North Korea Cancels Joint Performance With South Korea

A joint cultural performance between North Korea and South Korea scheduled for Feb. 4 has been canceled. The performance was to be held in the North Korean territory of Mount Kumgang. The two Koreas had been in discussions regarding final details over the joint performance. The North said it had no choice but to call off the event.

South Korea will host the Winter Olympics next month. The Games are taking place between February 9 and 25. North and South Korea began to talk about bringing North Koreans to the Pyeongchang Winter Olympics early in January.

The reason for the program’s cancelation was cited as the activities of South Korean media in encouraging “insulting” public sentiment regarding the North, according to South Korea’s unification ministry. The ministry said the North was also angry over media reports about a possible military parade to be held February 8, a day before the opening of the Games. Seoul said the decision to cancel the joint performance was “very regrettable.”

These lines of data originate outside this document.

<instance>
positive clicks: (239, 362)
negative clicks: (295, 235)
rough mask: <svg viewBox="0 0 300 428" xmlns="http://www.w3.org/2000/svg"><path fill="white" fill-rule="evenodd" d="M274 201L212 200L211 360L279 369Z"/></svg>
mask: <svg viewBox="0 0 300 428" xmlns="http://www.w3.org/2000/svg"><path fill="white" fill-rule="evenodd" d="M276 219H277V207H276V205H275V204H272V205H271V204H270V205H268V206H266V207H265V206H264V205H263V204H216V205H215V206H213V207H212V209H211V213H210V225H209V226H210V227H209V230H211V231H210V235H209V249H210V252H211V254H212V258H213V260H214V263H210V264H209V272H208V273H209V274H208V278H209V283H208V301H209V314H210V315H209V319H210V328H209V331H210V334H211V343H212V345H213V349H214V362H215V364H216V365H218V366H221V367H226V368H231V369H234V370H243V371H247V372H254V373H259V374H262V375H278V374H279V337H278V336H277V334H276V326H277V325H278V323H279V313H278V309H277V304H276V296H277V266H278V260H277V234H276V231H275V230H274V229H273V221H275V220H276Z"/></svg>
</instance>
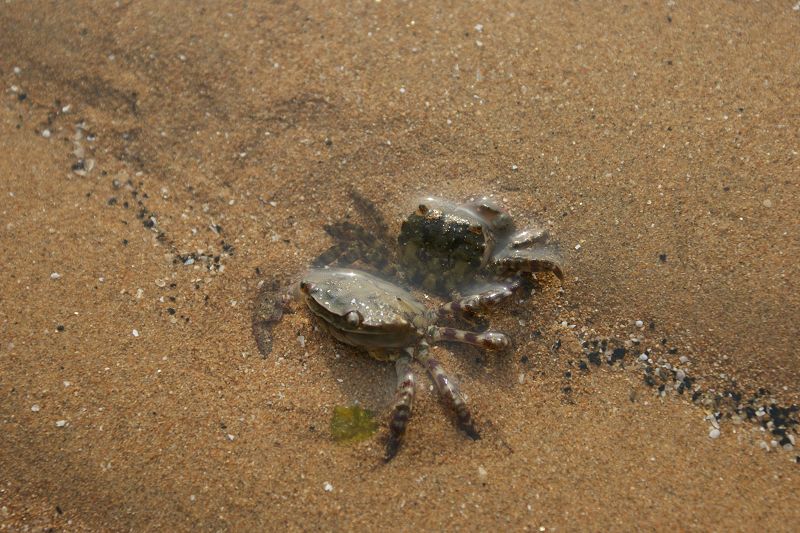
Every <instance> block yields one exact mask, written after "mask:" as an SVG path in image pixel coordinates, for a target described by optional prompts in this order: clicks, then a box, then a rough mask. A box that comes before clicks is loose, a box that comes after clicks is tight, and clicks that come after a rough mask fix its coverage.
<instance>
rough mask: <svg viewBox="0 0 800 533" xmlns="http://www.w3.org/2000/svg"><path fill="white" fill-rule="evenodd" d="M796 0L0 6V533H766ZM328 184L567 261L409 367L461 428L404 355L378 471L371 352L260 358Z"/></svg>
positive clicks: (780, 320)
mask: <svg viewBox="0 0 800 533" xmlns="http://www.w3.org/2000/svg"><path fill="white" fill-rule="evenodd" d="M796 3H797V2H796V1H794V0H788V1H762V2H742V3H731V2H716V1H715V2H702V3H701V2H680V1H677V2H673V1H665V2H643V3H635V4H631V3H618V2H608V3H575V2H572V3H565V2H495V1H488V2H467V3H464V2H437V3H433V4H429V3H421V2H390V1H387V0H384V1H370V2H358V3H334V4H327V3H326V4H323V3H318V2H292V3H282V2H275V3H256V2H225V3H223V2H158V1H141V2H133V1H120V2H100V3H98V2H87V1H82V0H81V1H74V2H69V3H53V2H44V1H41V2H40V1H35V2H33V1H32V2H13V1H10V2H4V3H3V5H2V6H0V82H1V83H0V86H1V87H2V91H0V93H1V94H2V100H0V220H1V221H2V227H1V231H2V233H0V235H1V236H2V237H0V238H1V239H2V241H1V242H2V246H3V250H4V260H3V261H2V263H1V264H0V423H1V424H2V425H1V426H0V447H1V449H2V454H0V530H8V531H25V530H30V531H83V530H85V531H126V530H132V531H165V530H173V531H189V530H192V531H197V530H202V531H206V530H210V531H274V530H289V531H300V530H306V531H307V530H324V531H330V530H336V531H340V530H341V531H374V530H378V529H385V528H387V527H389V528H392V529H397V530H403V531H406V530H409V531H410V530H432V531H436V530H464V531H486V530H495V529H498V528H501V527H502V528H506V529H509V530H512V531H521V530H525V531H573V530H611V531H630V530H634V529H639V530H699V531H727V530H734V531H741V530H772V531H791V530H794V529H796V528H797V524H798V521H799V520H800V505H798V496H797V495H798V490H800V464H798V463H800V451H798V448H797V447H796V446H795V439H796V437H797V428H798V420H799V419H800V413H799V412H798V408H797V404H798V403H800V385H799V384H800V358H799V357H798V354H797V351H796V348H795V341H796V339H797V338H798V323H799V322H798V317H800V292H798V286H797V280H798V277H799V275H800V272H799V270H800V268H799V267H798V258H800V239H798V228H799V227H800V224H799V222H800V217H799V216H798V213H800V195H798V190H800V189H798V185H800V127H799V126H800V62H798V57H800V55H799V54H800V50H798V39H797V36H798V35H800V5H795V4H796ZM352 191H357V192H358V193H359V194H361V195H363V196H364V197H366V198H368V199H370V200H371V201H373V202H374V203H375V204H376V206H377V207H378V208H379V209H380V210H381V212H382V214H383V216H384V217H385V219H386V220H387V222H388V223H389V229H390V232H391V233H392V234H394V235H396V234H397V232H398V231H399V228H400V224H401V222H402V220H403V218H404V217H405V216H407V215H408V214H409V213H410V212H411V211H413V209H414V206H415V201H416V198H418V197H419V196H421V195H437V196H441V197H445V198H450V199H453V200H457V201H460V200H464V199H467V198H470V197H473V196H476V195H493V197H494V198H496V199H497V200H498V201H500V202H501V203H503V204H504V205H505V206H506V207H507V208H508V210H509V212H510V214H511V215H512V216H513V217H514V218H515V219H516V220H519V221H530V222H534V221H535V222H538V223H541V224H543V225H544V226H545V227H547V228H548V229H549V231H550V232H551V233H552V235H553V236H554V237H555V238H556V239H557V240H558V241H559V242H560V243H561V248H562V250H563V254H564V257H565V274H566V275H565V278H564V281H563V284H562V283H559V281H558V280H557V279H556V278H555V277H553V276H546V275H545V276H540V283H539V285H538V287H537V290H536V291H535V292H534V294H533V295H532V296H531V297H530V298H515V299H513V301H511V302H508V303H507V305H503V306H501V307H499V308H498V309H496V310H493V311H492V312H491V313H490V314H489V315H488V319H489V321H490V323H491V325H492V328H495V329H498V330H500V331H503V332H506V333H507V334H508V335H509V336H510V337H511V338H512V340H513V348H512V349H510V350H508V351H506V352H503V353H486V354H484V353H482V352H480V351H479V350H476V349H471V348H460V347H456V346H450V345H437V346H436V347H435V348H434V349H433V353H434V354H435V356H436V357H437V358H438V359H440V360H441V361H442V363H443V364H444V365H445V366H446V367H447V368H448V369H449V370H450V371H451V372H452V374H453V375H454V377H455V379H456V380H457V381H458V383H459V384H460V387H461V389H462V390H463V392H464V393H465V395H466V396H467V399H468V402H469V404H470V406H471V408H472V410H473V414H474V417H475V422H476V426H477V427H478V428H479V430H480V432H481V439H480V440H476V441H472V440H470V439H468V438H467V437H466V436H465V435H464V434H463V433H461V432H459V431H458V430H457V429H456V428H455V427H454V424H453V417H452V414H451V413H450V412H449V410H448V409H447V408H446V407H444V406H443V405H442V403H441V402H440V401H439V399H438V398H437V395H436V393H435V392H434V391H432V390H431V386H430V380H428V379H427V376H425V375H424V372H422V370H421V369H420V372H419V375H418V378H419V384H420V387H419V390H418V394H417V400H416V403H415V405H414V413H413V417H412V419H411V422H410V425H409V429H408V434H407V437H406V440H405V443H404V446H403V447H402V448H401V450H400V452H399V453H398V455H397V457H396V458H395V459H394V460H392V461H391V462H389V463H388V464H384V463H383V462H382V460H381V458H382V454H383V446H384V441H385V438H386V434H387V430H386V416H387V415H388V409H389V407H390V404H391V402H392V397H393V392H394V381H395V376H394V368H393V366H392V365H391V364H387V363H385V362H380V361H376V360H373V359H371V358H369V357H368V356H367V355H365V354H364V353H362V352H360V351H359V350H357V349H354V348H350V347H347V346H345V345H343V344H340V343H337V342H336V341H334V340H333V339H332V338H331V337H330V336H329V335H327V334H325V333H324V332H323V331H321V330H319V328H317V327H316V323H315V320H314V319H313V317H312V316H311V315H310V313H308V312H307V311H305V310H304V309H303V308H302V307H297V308H296V309H295V312H293V313H289V314H286V315H285V316H284V317H283V319H282V320H281V321H280V322H279V323H278V324H277V325H276V326H275V328H274V330H273V338H272V352H271V353H270V354H269V355H267V356H264V355H263V354H262V353H261V352H260V351H259V348H258V345H257V342H256V339H255V338H254V333H253V331H254V330H253V316H254V311H255V310H256V305H257V298H258V294H259V290H260V288H261V287H263V286H264V284H271V283H273V281H277V282H281V283H283V282H286V281H288V280H292V279H297V277H298V276H299V275H300V274H301V273H302V272H303V271H304V270H305V269H306V268H307V267H308V265H309V262H310V261H311V260H312V259H313V258H315V257H316V256H318V255H319V254H320V253H321V252H323V251H324V250H325V249H327V248H328V247H329V246H330V245H331V244H332V242H331V239H330V237H329V236H328V235H326V233H325V231H324V229H323V226H324V225H325V224H327V223H331V222H335V221H341V220H353V221H358V220H359V217H360V216H362V213H360V212H359V210H358V209H357V208H356V206H355V205H354V203H353V201H352V198H351V192H352ZM354 404H358V405H361V406H364V407H365V408H367V409H369V410H371V411H373V412H374V413H376V417H377V420H378V422H379V423H380V429H379V430H378V432H377V433H376V434H375V435H374V436H373V437H371V438H369V439H367V440H365V441H362V442H359V443H356V444H341V443H337V442H336V441H335V440H334V439H333V438H332V435H331V430H330V424H331V417H332V415H333V410H334V407H335V406H349V405H354Z"/></svg>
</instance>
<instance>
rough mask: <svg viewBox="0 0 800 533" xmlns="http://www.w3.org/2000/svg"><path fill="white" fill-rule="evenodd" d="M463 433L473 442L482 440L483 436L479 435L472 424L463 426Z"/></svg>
mask: <svg viewBox="0 0 800 533" xmlns="http://www.w3.org/2000/svg"><path fill="white" fill-rule="evenodd" d="M461 431H463V432H464V433H466V434H467V437H469V438H470V439H472V440H481V434H480V433H478V430H477V429H475V426H473V425H472V424H469V425H463V426H461Z"/></svg>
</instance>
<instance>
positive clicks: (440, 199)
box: [398, 197, 563, 294]
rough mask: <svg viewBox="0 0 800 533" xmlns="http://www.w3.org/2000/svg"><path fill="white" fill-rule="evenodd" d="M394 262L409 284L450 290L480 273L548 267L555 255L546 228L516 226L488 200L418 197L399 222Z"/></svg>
mask: <svg viewBox="0 0 800 533" xmlns="http://www.w3.org/2000/svg"><path fill="white" fill-rule="evenodd" d="M398 243H399V244H400V245H401V251H400V262H401V263H402V264H403V266H404V269H405V271H406V272H407V274H408V276H409V278H410V279H411V281H412V282H414V283H416V284H419V285H421V286H422V287H423V288H425V289H426V290H430V291H435V292H438V293H440V294H450V293H452V292H453V291H456V290H457V289H458V287H459V286H462V285H464V284H465V283H468V282H470V281H471V280H473V279H474V278H475V277H476V276H477V275H478V274H479V273H480V272H481V271H486V272H487V273H492V274H494V275H509V274H516V273H518V272H541V271H552V272H553V273H555V274H556V276H558V277H559V278H562V277H563V274H562V271H561V267H560V264H561V257H560V255H559V252H558V247H557V246H556V245H555V244H553V243H550V242H549V234H548V233H547V231H546V230H543V229H541V228H538V227H531V228H527V229H523V230H521V231H518V230H516V228H515V226H514V222H513V220H512V219H511V216H510V215H509V214H508V213H507V212H506V211H505V210H504V209H503V208H502V207H500V206H499V205H498V204H497V203H496V202H494V201H493V200H492V199H490V198H486V197H484V198H479V199H477V200H472V201H470V202H468V203H464V204H456V203H453V202H450V201H447V200H443V199H440V198H434V197H426V198H422V199H420V200H419V201H418V207H417V209H416V212H414V213H412V214H411V215H410V216H409V217H408V218H407V219H406V220H405V221H403V224H402V227H401V230H400V235H399V237H398Z"/></svg>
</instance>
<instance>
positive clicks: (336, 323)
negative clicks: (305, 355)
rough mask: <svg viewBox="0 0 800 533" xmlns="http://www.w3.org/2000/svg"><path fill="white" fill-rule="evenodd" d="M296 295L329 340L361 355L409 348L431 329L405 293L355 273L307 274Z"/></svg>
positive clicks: (420, 306)
mask: <svg viewBox="0 0 800 533" xmlns="http://www.w3.org/2000/svg"><path fill="white" fill-rule="evenodd" d="M300 292H301V294H302V296H303V299H304V300H305V303H306V305H307V306H308V308H309V309H310V310H311V312H312V313H313V314H314V315H316V316H317V317H318V318H319V319H320V321H319V323H320V324H322V325H323V327H324V328H325V329H326V330H327V331H328V332H329V333H330V334H331V335H332V336H333V337H334V338H336V339H337V340H339V341H341V342H343V343H345V344H349V345H351V346H357V347H360V348H366V349H367V350H382V349H393V348H405V347H409V346H415V345H416V344H417V343H419V342H420V340H421V339H422V338H423V337H424V334H425V329H426V328H427V327H428V326H429V325H430V324H431V323H432V320H431V318H430V315H429V313H428V309H427V308H426V307H425V306H424V305H423V304H422V303H420V302H419V301H418V300H417V299H416V298H414V296H413V295H412V294H411V293H410V292H408V291H406V290H404V289H402V288H400V287H397V286H396V285H393V284H391V283H388V282H386V281H383V280H382V279H380V278H377V277H375V276H373V275H371V274H368V273H366V272H361V271H358V270H350V269H343V268H332V269H312V270H309V271H308V272H307V273H306V274H305V275H304V276H303V279H302V280H301V281H300Z"/></svg>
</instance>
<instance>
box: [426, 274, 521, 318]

It was agreed that the nations would march under a unified flag. The two countries have also decided to form a combined women’s ice hockey team for the Winter Olympics. Twelve North Korean female ice hockey players crossed the border last week to join their counterparts in the South.

The two countries have also been discussing a different concert in South Korea by a North Korean orchestra and have been making plans to send South Korean athletes to train at a North Korean ski resort. Art performances and a taekwondo demonstration were among other events agreed with the North. The North is also sending hundreds of delegates, cheerleaders and performers.

Some South Koreans believe that President Moon Jae-in gave up too much to the North to have them participate in the Games. South Koreans have complained the unified women’s hockey team was unfair to the South Korean players, who will lose playing time. Over a hundred petitions protesting against the unified team have been created on the presidential Blue House’s website.

Tensions on the Korean peninsula have reached their highest point in decades due to rapid advances in North Korea’s nuclear and conventional weapons programs. Its latest ballistic missile test sparked fresh sanctions from the UN. The two countries split in a 1950s civil war.